| NathObeaN said: The most important part of this article that no one seems to be acknowledging?.. 'Right now, as you might expect from early preview code, the virtual machine works and the fact that it does work is simply astonishing.' This technology is still well and truly under Beta conditions (hence you can only access it in the Preview Program), give it time people. The fact that it works at all is something we should be celebrating. It's free. MS could have easily re-released all these games and charged people for them. I am glad that this may be one step towards ending the remastering frenzy the industry is currently under. Instead, they've enabled the ability to play your existing games so you can trade in your old console and it's completely free. Stop being so negative ;) |
Yep it's pretty awesome they got it to work, yet it will get much harder for later games.
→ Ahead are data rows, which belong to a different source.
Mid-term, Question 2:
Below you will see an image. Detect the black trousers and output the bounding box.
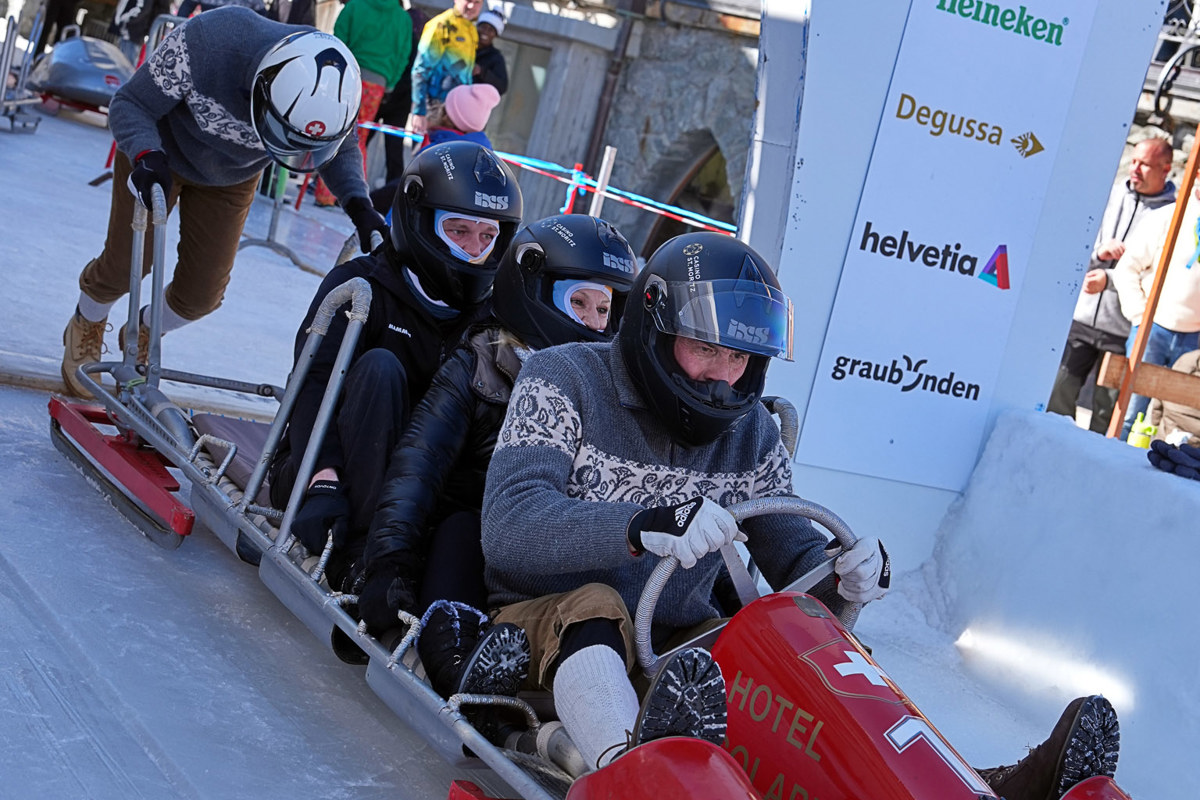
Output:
[271,348,410,534]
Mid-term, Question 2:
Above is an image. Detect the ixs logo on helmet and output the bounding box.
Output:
[830,355,979,401]
[602,253,634,275]
[475,192,509,211]
[858,221,1012,289]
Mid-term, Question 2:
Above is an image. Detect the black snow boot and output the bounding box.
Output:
[630,648,726,748]
[979,694,1121,800]
[416,600,529,697]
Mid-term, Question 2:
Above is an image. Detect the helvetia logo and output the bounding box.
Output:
[937,0,1070,47]
[830,355,979,401]
[858,221,1010,289]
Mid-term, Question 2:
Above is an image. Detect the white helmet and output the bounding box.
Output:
[250,30,362,173]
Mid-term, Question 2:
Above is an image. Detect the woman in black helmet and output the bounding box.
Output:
[482,233,887,766]
[359,215,635,697]
[270,142,522,589]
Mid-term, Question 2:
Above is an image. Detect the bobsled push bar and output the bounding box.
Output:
[50,193,940,800]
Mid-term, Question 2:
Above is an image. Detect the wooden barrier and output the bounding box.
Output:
[1096,353,1200,408]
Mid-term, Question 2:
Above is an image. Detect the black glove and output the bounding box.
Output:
[292,481,350,555]
[359,571,416,633]
[1146,440,1200,481]
[346,197,388,253]
[130,150,170,210]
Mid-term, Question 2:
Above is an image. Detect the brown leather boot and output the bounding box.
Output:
[116,325,150,363]
[61,312,112,397]
[978,694,1121,800]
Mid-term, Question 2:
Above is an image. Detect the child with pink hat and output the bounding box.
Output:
[421,83,500,148]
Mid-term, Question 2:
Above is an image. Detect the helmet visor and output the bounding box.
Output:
[646,276,792,361]
[251,85,353,173]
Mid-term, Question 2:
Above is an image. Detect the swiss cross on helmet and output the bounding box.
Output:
[492,213,637,349]
[617,231,792,446]
[250,30,362,173]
Early games are not optimized that well and follow the API step by step. There are many inefficiences mostly in threads waiting for eachother. That gives an emulator time to catch up in all those micro pauses. As games get optimized those spaces get filled and more efficient tighter loops are used that depend on the full 3.2 ghz. When the devs get more confident error checking and waiting for events can be optimized away. Threads don't need to wait for another to be finished anymore, they can simply assume it is there in time. Why add a traffic light if A always happens before B. With emulation those absolute certainties aren't always there, causing random corruption, a nightmare to debug.
Games that use the EDram to the max also have a problem on XBox One. 360's EDram is 256 GB/s while XBox One's eSRAM maxes out at 204 GB/s. (And that's a indeal combination of 102 in and 102 out simultaneaously)
The 80/20 rule will slow conversion of titles down. Early games that run straight from DVD without any HDD cache will be easiest to get working. Yet it will be a long road before Skyrim, Bioshock Infinite and Forza 4 get supported.
I'm not trading in my 360. The fact that PDZ, a launch game, already has performance problems tells me it will be a long time before late gen games get a chance to work, if at all.